Dans la nuit du 12 juin, au-dessus des eaux sombres du détroit d'Ormuz, les forces américaines ont abattu plusieurs drones iraniens. Ces appareils sans pilote se dirigeaient vers des navires dans cette voie navigable essentielle. Pourtant, au même moment où ces drones tombaient du ciel, une réalité très différente se préparait à huis clos.
Les États-Unis et l'Iran sont sur le point de mettre fin à leur guerre dévastatrice de 2026. Le Pakistan a servi de médiateur principal entre les deux nations. Le 12 juin, le Premier ministre pakistanais Shehbaz Sharif a annoncé une avancée majeure, déclarant que les deux parties avaient atteint un texte final et approuvé pour un accord de paix.
« La paix n'a jamais été aussi proche », a déclaré Sharif, selon des informations de l'Associated Press et de The Hill. Le conflit avait débuté le 28 février 2026, lorsque les États-Unis et Israël avaient lancé des frappes d'envergure sur l'Iran. Les mois qui ont suivi ont remodelé la région et l'économie mondiale. Pendant plus de trois mois, l'Iran a effectivement fermé le détroit d'Ormuz, une voie navigable étroite entre l'Iran et Oman qui transporte normalement environ 20 % de l'approvisionnement énergétique mondial.
La guerre a également causé des destructions considérables en Iran, avec des dommages estimés à 270 milliards de dollars. Pour donner une idée de l'ampleur de ces pertes, le Fonds Monétaire International avait estimé le produit intérieur brut total de l'Iran pour 2026 à 300 milliards de dollars.
Un projet de protocole d'accord propose maintenant une issue. Les termes préliminaires indiquent un échange important : les États-Unis commenceraient à libérer des milliards de dollars d'avoirs iraniens gelés et lèveraient les sanctions sur les exportations de pétrole iranien. En retour, l'Iran rouvrirait le détroit d'Ormuz.
Un haut responsable de l'administration Trump a indiqué à CNBC que la probabilité d'une signature de l'accord dans les prochains jours était de 80 à 85 %. Cependant, il a souligné que la levée des sanctions dépendait strictement de la mise en œuvre des engagements par l'Iran.
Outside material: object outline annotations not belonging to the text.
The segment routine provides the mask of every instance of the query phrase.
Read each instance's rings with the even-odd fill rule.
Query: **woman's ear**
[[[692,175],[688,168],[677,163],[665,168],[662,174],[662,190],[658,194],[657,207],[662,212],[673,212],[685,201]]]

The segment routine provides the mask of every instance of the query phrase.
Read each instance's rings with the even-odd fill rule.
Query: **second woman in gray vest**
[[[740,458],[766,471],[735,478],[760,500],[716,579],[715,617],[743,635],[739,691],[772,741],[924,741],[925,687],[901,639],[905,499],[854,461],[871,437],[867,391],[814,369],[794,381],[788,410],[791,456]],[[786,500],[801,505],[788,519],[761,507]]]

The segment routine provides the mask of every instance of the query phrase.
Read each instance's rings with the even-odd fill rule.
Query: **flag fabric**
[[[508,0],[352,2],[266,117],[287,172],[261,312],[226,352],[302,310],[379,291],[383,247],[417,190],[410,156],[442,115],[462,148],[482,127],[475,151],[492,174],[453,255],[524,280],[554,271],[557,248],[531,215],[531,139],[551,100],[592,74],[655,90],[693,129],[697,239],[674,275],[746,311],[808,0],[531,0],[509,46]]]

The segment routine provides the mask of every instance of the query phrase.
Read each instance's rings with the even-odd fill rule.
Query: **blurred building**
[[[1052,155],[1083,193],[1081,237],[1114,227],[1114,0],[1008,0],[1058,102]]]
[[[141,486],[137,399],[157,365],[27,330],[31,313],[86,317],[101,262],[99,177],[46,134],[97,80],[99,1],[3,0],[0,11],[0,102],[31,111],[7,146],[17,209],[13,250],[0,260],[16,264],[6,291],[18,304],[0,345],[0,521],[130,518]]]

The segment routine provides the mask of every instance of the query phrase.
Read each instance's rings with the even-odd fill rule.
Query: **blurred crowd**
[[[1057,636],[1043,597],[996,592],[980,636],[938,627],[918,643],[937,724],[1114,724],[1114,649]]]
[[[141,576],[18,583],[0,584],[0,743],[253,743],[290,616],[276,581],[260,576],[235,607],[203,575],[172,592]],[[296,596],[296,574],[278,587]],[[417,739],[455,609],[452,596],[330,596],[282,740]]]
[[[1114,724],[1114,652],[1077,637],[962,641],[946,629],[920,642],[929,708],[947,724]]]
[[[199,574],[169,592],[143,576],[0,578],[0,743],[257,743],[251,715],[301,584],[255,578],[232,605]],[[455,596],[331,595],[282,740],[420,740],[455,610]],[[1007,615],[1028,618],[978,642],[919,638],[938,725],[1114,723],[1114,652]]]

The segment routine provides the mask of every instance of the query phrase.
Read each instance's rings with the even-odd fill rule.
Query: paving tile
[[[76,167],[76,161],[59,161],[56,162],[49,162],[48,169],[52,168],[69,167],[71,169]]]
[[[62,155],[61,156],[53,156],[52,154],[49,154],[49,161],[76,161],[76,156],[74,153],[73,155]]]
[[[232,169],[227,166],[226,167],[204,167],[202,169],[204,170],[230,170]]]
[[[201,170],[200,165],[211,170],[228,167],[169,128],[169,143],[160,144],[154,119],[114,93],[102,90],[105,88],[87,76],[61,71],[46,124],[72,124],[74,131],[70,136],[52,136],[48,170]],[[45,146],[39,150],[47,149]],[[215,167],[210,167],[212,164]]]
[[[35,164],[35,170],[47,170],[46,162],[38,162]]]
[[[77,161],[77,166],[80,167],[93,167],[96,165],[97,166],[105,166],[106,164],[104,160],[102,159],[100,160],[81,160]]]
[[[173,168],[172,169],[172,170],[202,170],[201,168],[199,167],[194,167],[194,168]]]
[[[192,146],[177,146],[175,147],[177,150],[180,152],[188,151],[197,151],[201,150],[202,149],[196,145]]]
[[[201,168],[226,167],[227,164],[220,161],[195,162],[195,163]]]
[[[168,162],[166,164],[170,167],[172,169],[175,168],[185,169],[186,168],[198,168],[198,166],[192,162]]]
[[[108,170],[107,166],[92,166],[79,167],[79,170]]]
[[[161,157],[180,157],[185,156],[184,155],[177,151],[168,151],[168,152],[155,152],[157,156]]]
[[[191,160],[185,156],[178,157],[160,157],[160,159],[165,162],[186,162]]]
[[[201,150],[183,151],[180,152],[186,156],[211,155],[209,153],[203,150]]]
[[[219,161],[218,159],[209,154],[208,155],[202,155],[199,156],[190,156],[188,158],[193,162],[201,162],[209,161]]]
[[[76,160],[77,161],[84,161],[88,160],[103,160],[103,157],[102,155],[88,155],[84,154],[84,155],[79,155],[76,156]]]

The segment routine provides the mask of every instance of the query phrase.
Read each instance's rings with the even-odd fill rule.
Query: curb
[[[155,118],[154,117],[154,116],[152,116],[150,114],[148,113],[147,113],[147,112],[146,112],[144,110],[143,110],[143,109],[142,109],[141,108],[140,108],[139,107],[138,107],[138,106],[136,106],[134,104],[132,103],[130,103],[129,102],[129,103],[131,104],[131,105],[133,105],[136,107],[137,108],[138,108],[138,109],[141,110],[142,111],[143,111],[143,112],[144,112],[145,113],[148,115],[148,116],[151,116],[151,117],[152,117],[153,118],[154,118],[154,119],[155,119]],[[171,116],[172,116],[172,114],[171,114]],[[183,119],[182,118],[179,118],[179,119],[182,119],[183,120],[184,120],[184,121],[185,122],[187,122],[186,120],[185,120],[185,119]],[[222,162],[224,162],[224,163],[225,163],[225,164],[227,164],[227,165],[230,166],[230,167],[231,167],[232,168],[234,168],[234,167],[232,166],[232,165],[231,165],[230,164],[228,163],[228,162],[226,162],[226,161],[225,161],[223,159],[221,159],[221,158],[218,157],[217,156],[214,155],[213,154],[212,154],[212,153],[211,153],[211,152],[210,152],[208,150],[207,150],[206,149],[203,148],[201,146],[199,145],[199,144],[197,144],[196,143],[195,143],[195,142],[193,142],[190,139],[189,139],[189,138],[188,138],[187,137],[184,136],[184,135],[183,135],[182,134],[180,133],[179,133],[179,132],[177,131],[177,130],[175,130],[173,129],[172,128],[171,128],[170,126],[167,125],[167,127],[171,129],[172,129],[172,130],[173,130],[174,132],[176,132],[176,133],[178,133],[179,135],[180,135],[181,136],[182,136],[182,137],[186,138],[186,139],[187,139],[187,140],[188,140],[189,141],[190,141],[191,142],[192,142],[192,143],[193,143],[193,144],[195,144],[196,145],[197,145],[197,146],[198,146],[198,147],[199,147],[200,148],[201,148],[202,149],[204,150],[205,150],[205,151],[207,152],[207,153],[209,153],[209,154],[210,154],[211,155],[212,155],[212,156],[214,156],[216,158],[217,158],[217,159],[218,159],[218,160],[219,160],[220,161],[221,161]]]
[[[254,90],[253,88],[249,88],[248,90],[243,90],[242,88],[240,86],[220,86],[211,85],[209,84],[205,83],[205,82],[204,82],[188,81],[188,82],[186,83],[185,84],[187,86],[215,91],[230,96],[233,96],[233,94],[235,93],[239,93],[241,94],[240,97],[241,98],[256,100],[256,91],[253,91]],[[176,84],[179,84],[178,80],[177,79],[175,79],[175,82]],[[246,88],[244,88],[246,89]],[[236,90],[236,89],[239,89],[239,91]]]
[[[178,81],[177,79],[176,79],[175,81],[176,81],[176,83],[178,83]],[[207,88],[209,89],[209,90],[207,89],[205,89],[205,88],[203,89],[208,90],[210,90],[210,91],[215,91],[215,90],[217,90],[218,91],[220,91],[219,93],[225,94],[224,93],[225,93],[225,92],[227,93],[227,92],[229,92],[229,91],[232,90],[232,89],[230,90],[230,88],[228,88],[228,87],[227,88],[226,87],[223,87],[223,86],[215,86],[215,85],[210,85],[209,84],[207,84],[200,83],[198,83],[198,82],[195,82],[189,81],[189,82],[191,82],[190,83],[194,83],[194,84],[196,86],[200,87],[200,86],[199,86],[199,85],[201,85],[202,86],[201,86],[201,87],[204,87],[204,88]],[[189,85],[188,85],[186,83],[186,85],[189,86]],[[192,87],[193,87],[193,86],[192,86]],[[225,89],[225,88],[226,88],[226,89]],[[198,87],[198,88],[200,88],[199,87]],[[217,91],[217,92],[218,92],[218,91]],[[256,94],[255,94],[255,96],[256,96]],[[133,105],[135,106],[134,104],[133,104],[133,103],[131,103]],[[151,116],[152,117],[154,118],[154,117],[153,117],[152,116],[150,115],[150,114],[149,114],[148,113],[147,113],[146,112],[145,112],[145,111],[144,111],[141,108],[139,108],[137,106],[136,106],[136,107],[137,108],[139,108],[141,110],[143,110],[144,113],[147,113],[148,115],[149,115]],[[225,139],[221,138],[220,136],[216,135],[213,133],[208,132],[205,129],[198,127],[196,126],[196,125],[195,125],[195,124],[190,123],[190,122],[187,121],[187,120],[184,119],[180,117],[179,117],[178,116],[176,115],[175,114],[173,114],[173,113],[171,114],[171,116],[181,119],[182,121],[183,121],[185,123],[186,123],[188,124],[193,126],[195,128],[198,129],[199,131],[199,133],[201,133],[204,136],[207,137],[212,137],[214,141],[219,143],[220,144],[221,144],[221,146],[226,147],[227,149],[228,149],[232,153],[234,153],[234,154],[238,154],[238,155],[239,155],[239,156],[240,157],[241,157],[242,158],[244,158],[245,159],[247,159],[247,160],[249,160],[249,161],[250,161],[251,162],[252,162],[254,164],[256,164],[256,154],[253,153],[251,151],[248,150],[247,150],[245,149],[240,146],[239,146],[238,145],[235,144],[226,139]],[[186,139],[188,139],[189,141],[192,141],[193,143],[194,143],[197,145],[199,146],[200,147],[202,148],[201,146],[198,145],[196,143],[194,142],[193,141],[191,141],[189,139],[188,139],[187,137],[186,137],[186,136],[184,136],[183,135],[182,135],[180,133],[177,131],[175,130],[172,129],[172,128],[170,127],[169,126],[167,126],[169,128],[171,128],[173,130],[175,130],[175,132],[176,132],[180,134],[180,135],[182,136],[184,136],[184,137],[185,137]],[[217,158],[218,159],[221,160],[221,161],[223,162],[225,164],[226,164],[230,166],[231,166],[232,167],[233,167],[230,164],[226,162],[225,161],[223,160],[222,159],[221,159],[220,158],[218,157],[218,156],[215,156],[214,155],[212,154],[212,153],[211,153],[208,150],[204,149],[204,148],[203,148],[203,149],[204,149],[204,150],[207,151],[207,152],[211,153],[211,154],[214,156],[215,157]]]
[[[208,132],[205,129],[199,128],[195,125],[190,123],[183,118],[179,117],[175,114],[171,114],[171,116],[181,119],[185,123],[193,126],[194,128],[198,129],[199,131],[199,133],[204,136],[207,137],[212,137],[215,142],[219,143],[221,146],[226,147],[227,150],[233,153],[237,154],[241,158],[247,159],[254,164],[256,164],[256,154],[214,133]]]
Les exigences envers l'Iran vont au-delà des voies de navigation. L'accord proposé obligerait Téhéran à cesser son financement de groupes régionaux et à démanteler son programme nucléaire. La question nucléaire reste la plus dangereuse. L'Agence Internationale de l'Énergie Atomique n'a pas pu vérifier les matières nucléaires iraniennes depuis le début de la guerre. Début juin, le directeur général de l'agence, Rafael Grossi, a signalé que l'Iran détenait suffisamment d'uranium enrichi pour produire environ 10 armes nucléaires.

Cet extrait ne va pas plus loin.